8) line 108 snowpack runoff simulations (Magnusson et al., 2017). Above studies demonstrated that either
assimilated the snow-related in-situ measurements or remotely sensed observation data through PF
technique can successfully update the predictions of snowpack dynamics,
The studies indicated above demonstrated that the assimilated snow-related in-situ measurement or the remotely sensed observation data through PF technique can successfully update the predictions of snowpack dynamics.
9) line 112 Nevertheless, particle degeneracy is still one potential limitation for PF technique, it occurs when
most of particles have negligible weight and only few particles have significant weights, which makes
the state probability distribution cannot be represented by the particles
Nevertheless, particle degeneracy is still one potential limitation of PF technique. It occurs when
most particles have negligible weight, and only a few particles carry significant weights, which hinders a realistic sampling of the underlying probability distribution of the state
10) line 116 an efficient approach which can effectively mitigate the problem of particle degeneracy, however,may lead to the resulting sample will contain many repeated points a
An efficient approach that can effectively mitigate the problem of particle degeneracy.
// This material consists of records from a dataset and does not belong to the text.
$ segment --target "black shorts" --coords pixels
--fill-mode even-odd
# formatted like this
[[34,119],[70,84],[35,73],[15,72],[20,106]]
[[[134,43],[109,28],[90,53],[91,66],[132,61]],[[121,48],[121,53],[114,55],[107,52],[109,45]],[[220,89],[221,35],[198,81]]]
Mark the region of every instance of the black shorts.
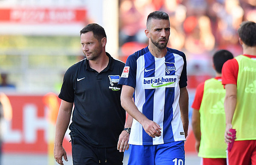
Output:
[[124,153],[117,147],[93,147],[76,136],[71,137],[71,142],[73,165],[123,164]]

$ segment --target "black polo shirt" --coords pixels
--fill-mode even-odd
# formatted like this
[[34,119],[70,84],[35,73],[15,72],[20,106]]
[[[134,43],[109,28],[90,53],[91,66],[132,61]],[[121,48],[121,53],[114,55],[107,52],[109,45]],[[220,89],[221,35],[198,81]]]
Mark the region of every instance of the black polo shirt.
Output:
[[100,73],[85,59],[70,67],[58,96],[74,103],[70,135],[98,147],[116,146],[125,121],[120,101],[122,86],[118,84],[125,63],[107,55],[108,64]]

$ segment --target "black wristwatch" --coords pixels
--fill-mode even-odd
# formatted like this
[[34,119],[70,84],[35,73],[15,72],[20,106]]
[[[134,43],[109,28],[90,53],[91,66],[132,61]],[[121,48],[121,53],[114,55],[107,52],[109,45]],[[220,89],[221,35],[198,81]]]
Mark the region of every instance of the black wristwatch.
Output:
[[131,133],[131,128],[125,128],[123,131],[126,131],[128,134]]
However, it may lead to the resulting sample containing many repeated points a
11) line 147 is distributed at different latitudes in the northern hemisphere
12) line 148 located beside the Kitinen River in Finland and has a 2 m depths frost
located beside the Kitinen River in Finland. The upper 2 meters are frozen.
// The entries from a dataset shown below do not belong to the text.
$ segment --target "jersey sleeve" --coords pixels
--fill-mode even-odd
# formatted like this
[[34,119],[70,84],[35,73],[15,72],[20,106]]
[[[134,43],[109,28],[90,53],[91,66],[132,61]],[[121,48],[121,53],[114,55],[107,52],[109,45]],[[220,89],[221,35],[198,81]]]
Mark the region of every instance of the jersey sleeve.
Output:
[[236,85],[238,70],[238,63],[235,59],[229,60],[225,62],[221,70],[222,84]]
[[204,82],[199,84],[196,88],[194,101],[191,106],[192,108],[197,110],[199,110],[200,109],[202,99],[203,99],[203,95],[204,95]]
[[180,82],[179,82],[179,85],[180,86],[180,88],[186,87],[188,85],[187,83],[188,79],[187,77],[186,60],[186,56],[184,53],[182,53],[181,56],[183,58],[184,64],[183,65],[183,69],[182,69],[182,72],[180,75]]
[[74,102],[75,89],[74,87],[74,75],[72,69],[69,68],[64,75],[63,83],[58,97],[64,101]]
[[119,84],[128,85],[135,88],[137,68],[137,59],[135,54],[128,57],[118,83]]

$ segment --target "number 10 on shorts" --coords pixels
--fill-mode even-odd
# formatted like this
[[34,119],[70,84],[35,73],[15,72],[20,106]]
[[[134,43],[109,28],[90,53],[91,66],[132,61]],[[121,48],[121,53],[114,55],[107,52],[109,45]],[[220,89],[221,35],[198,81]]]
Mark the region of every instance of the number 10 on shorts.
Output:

13) line 164 It is noteworthy that the spatial variance on the performance of the model is negligible
the spatial variance of the performance of the model
14) line 168 detailed information of snow climates, and
dataset process introduction of the eight sites can be also referenced in You et al. (2020a).
What is 'data process'. ....can also be found in You et al. (2020a)
15) line 170 The snow partial within Noah-MP model
This is not proper English. It is unclear what snow partial is
16) line 213 function p ( zt xt i ) , which measures the likelihood of a given model state concerning the
observation z t
The notation could be clearer. Usually, I would interpret p (z_t) | x_ti) as the probability of z_t conditional on x_ti
17) line 215 In general, a Gaussian distribution was assumed to perturb the observations and the
likelihood function was defined to represent the errors.
The observation errors are generally assumed to follow a Gaussian distribution, and the chosen likelihood function represents this assumption.
line 225 if the effective sample size
what is the effective sample size? Is it just the number of samples? The text does not mention autocorrelation at all, so the word 'effective' is unclear
242 The role of the survival rate is unclear. It seems that the survival rate is just a measure of the distance between the particle and the observations. This distance is already considered when assimilating the observations with the weighted average over particles. So is this a double counting?
line 268 All particles are disturbed with a gaussian error. Isnt is just the same as the mutation , only with a different type of error distribution ? what is the role of the mutation ?
line 339 ' Since the meteorological perturbations are unbiased, the nonlinearity of physical
processes within the model is supposed to be the main reason for the uncertainty'
I may not understand this sentence. The magnitude of uncertainties is not related to the linear or nonlinear character of the model. A linear model would just rescale the spread in the forcing and nonlinear model would expand or shrink disproportionally the forcing uncertainties. So the nonlinear character itself cannot be the reason per se of
Section 3.1 Open-loop ensemble simulations
The expression open loop-ensemble is used only once in the title of this section. What is its meaning? It is nowhere defined nor used again.
This section is also tough to read. It contains just one very long paragraph without clear structure.